Ladies’ Lunch by Lore Segal

I identified myself with the protagonist Lotte, an 82-year old woman who is progressing to dementia. She gets angry about whatever her caregiver does and tells her son Sam that she (Lotte) has died.

The plot is simple: since Lotte cannot live alone, she was taken to a country town bedsitter from her home, Manhattan. She longs to go back to the apartment in Manhattan, and her four friends, all about the same age with Lotte want to visit Lotte. But unfortunately they themselves are dependent and have no means to visit Lotte. Gradually, communication between Lotte and them grows apart from each other because of their old age.

This is a sad story, but it reveals the inevitable situation old people face sooner or later.
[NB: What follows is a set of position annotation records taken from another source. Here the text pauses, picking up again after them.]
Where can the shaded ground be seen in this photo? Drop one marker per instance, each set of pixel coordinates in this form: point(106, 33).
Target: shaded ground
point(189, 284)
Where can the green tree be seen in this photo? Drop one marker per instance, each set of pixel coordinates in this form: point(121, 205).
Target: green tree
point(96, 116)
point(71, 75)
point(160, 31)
It is amazing that the writer wrote this short story at the age of 90 (she was born in 1928).

2017年3月16日木曜日

Cold Little Bird by Lore Segal

  This is a very interesting short story. The main theme is the problem of generation gap. It describes the worries Martin has about his son Jonah, a precocious boy. The argument between them about the 9/11 was so vividly described that it absorbed me thoroughly. Probably any parent feels sad or threatened by his/her child who has grown up and speaks up what he wants to say.
  The story is a little exaggerated but the exaggeration makes the it comical in a black humor way. The ending was suggestive: since Jonah is reading a children’s book, “The Short,” the conflict between them seems to have been subsided, but in reality, as the boy’s body is glowing with electricity, the two have the probability to crash with each other again.